Sara E. Erickson, M.D., of the University of California, San Francisco, and colleagues studied 678 patients in one large health plan who were hospitalized for asthma between 2000 and 2004. The patients were interviewed after they were discharged to gather information about their disease and how it affected their lives, their health status and their socioeconomic status. U.S. Census data also was used to gather socioeconomic data from within one block of their home. The patients were followed up for a median (midpoint) of 1.9 years to see if they visited the emergency department or were readmitted to the hospital.
Of the patients included in the study, 524 were white and 154 were black. Although there was no difference between black and white patients in asthma severity, physical health status or controller medication use, blacks were significantly more likely than whites to have had outpatient visits related to their asthma during the study follow-up. Also during this time period, 35.7 percent of black patients compared with 21 percent of white patients visited the emergency department for asthma symptoms and 26.6 percent of blacks vs. 15.3 percent of whites were hospitalized for asthma. These associations remained when the researchers controlled for socioeconomic status and differences in asthma therapy.

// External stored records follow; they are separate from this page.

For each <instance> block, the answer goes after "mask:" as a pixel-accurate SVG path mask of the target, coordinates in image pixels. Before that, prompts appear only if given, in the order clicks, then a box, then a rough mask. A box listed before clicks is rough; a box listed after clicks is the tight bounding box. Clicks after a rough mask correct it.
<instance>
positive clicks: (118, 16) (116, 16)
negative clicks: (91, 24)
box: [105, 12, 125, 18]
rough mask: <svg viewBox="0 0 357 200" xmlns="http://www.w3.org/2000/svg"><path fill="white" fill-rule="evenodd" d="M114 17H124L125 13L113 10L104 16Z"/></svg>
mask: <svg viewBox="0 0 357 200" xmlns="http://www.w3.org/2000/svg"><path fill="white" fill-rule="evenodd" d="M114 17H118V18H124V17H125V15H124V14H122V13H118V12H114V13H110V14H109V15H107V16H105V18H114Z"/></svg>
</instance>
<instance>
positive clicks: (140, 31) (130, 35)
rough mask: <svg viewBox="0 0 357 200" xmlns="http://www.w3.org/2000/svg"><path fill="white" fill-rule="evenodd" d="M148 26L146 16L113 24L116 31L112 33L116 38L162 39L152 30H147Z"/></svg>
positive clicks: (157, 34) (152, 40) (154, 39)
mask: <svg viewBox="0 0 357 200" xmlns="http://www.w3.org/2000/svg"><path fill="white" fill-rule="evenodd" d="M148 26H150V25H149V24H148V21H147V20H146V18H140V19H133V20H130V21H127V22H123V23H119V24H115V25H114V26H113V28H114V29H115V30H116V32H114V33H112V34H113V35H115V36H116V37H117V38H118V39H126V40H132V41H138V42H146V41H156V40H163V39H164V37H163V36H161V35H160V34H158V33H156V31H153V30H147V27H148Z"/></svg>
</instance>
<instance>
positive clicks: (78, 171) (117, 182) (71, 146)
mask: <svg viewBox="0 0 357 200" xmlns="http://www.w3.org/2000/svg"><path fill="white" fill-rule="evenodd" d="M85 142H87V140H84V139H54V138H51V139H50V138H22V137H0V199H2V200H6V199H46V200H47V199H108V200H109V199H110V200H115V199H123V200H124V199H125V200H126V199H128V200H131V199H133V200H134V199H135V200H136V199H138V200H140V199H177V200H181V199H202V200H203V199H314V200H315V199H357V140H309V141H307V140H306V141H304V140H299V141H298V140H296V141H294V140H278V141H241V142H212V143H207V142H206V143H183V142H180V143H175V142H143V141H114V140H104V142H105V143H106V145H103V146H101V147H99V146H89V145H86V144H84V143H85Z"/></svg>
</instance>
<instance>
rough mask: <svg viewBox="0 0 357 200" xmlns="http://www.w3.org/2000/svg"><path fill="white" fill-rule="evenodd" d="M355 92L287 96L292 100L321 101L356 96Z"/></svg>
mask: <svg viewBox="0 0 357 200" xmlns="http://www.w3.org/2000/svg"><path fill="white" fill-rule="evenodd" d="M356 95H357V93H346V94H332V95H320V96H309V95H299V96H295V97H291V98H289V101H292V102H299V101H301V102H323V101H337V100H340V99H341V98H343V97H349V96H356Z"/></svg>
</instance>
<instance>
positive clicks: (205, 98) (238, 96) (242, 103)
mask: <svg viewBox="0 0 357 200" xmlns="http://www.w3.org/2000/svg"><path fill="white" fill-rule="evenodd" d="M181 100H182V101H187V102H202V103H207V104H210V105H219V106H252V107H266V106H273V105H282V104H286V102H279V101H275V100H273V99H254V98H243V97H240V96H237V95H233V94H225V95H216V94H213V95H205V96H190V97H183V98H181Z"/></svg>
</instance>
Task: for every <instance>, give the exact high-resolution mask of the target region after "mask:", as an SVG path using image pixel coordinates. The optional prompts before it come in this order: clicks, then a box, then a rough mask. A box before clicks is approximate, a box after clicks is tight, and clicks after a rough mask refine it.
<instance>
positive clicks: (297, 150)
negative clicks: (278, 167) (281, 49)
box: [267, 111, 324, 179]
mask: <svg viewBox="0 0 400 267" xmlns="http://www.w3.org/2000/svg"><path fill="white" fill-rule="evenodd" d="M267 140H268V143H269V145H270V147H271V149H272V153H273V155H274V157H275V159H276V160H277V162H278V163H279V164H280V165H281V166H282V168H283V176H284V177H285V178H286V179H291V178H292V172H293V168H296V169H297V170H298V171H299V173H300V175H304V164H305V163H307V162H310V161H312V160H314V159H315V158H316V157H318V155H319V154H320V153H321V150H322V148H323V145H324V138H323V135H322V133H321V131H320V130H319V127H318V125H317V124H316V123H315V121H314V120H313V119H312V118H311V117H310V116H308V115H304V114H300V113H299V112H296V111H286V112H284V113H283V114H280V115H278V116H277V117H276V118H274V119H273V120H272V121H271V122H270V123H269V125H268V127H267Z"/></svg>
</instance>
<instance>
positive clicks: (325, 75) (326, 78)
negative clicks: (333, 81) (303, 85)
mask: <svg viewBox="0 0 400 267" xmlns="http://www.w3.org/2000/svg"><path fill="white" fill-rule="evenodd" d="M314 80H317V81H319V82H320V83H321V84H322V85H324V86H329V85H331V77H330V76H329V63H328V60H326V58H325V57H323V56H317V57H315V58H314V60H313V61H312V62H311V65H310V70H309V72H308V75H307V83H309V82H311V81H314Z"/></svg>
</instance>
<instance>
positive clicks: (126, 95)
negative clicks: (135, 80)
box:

“The reasons underlying the racial disparities observed in this study are not clear, although they are likely to be complex,” the authors write. Because knowledge of racial disparities is widespread, clinicians may be more likely to encourage black patients to seek emergency care for their asthma and emergency room physicians maybe more likely to admit blacks, they note. Alternatively, there may be differences in behavior or cultural beliefs about asthma, or in therapies not measured in this study.
“Even in a health care setting that provides uniform access to care, black race was associated with worse asthma outcomes, including a greater risk of emergency department visits and hospitalizations,” the authors conclude. “These findings suggest that genetic differences may underlie these racial disparities.”
(Arch Intern Med. 2007;167(17):1846-1852. Available pre-embargo to the media at http://www.jamamedia.org.)
Editor’s Note: This study was supported by a grant from the National Heart, Lung and Blood Institute, National Institutes of Health. Please see the article for additional information, including other authors, author contributions and affiliations, financial disclosures, funding and support, etc.